そのころ私は、C氏に配膳システムの再プレゼンテーションを考えていた。細菌検査を導入して一定の期間が過ぎていた。運営変更へのスタッフ対応など、社員スキルを見定める姿勢を示してから「そろそろ結論がでそうな時期」と考えたからだ。
「嫌疑が晴れたのだから、プレゼンには恰好のタイミングですね」
営業社員がそういうのに対して、私は首を横に振った。確かに、わが社の業績だけを考えれば攻める好機だが、便乗するような売込みはしたくなかった。配膳システムの基本理念を理解してもらっている以上、どこまでも正攻法でいきたい。私は、間髪のタイミングを外して再プレゼンの腹を決めた。
しばらくした後、私は久々にC氏のもとを訪ねた。判断は正しかった。
「その節はお世話になりました」
いつもの笑顔で迎えてくれた。ひと通りの話の後、C氏はいった。
「料理の動線を変えますよ」と。それは、配膳システムの導入にほかならない。さらに、言葉をつないだ。
「やる以上は、確実なものをつくりあげます」といって、自ら練り上げた腹案を示してきた。細菌検査をスタートさせてから、配膳システムとの融合を次ぎの目的に据えて考え抜いてきたことが言葉に端々に滲み出ている。私の判断は間違っていなかった。やはり、C氏は並外れた経営のバランス感覚で全体像を描いていたのだった。その結果、導き出された結論は意外なものだった。

「目的は人件費の削減ではありません」
と、いい切ってみせた。そのあとで「もちろん、数千万円を投じるのだから、それに見あった効果を期待しています」と、経営者ならば当然の言葉を加えた。
C氏のいう「確実なもの」とは、経営全体からみて合理性のある仕組みをつくりあげようとするものだった。食の動線が合理的であること、しかも人手を軽くしながら安全性は数段高いものにする。
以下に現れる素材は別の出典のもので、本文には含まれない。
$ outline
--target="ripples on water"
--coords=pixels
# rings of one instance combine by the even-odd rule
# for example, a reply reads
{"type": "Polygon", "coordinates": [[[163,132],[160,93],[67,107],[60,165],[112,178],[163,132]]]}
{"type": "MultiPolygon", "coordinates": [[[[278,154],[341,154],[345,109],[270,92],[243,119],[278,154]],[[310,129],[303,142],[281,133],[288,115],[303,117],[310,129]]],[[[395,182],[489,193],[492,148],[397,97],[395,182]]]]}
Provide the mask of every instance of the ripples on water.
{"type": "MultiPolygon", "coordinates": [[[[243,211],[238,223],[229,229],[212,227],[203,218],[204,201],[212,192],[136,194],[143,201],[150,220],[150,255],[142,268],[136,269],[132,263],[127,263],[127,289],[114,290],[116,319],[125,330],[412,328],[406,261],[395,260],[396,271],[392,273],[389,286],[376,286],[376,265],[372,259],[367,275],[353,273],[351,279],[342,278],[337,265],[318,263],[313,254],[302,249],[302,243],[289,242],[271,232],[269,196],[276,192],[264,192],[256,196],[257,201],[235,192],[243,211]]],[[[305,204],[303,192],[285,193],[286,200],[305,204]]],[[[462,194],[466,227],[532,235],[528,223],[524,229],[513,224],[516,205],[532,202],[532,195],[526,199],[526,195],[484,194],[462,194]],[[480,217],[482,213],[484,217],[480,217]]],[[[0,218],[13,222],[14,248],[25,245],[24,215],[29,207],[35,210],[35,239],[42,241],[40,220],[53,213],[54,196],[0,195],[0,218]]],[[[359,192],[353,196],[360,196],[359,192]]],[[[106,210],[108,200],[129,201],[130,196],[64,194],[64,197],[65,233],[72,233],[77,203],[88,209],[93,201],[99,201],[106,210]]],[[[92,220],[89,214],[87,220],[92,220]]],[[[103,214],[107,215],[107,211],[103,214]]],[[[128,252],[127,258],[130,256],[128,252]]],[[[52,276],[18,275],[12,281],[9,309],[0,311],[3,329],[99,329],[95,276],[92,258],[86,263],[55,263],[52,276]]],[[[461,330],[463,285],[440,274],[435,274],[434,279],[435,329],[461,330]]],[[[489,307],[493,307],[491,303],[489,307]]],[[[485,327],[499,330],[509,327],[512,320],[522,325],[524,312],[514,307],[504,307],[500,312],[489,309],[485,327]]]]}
人件費や食の安全を個々に云々する目先の効果ではなく、旅館業のトータルな視点から費用対効果を捉えたものだった。
私は、配膳システム導入のメリットの1つとして「人件費の削減」をアピールする。それは、食の安全と料理サービスの向上を考えたとき、「モノの流れ」と「人の動き」を徹底的に解析し、そこに潜むムリ・ムラ・ムダの排除が絶対条件となる。この条件が満たされると、結果として安全とサービス向上が実現するだけでなく、人件費の大幅な節減が達成される。どちらも旅館経営には欠かせないが、一般的には人件費削減の方が訴求効果的なためだ。
さて、こうして経営者像をみてくると、経営者になる最初の入口には2つあるような気がする。1つは20室ぐらいで「旅館をする」という考え方。もう1つは「旅館を経営する」という考え方で、これには「自分の仕事として」と「企業として」といった2通りの考え方に分かれる。「企業として」という捉え方以外の2つは、いわゆる身内で経営の主導権を固めている。その点でC氏は、身内を一切参画させていない。
「会社を経営している以上は、利益をだすのがあたり前」
そんな意味の言葉を、ポロリと漏らしたことがある。細部にまで目を配りながら、それでいて絶えず全体を俯瞰してバランスをとっていると、利益という個別案件にこだわらなくても「利益をだすのがあたり前」といったスタンスに立てるようだ。近代経営ツールを活用する経営者像には、C氏のようにバランス感覚の高い人物が多いのも確かだ。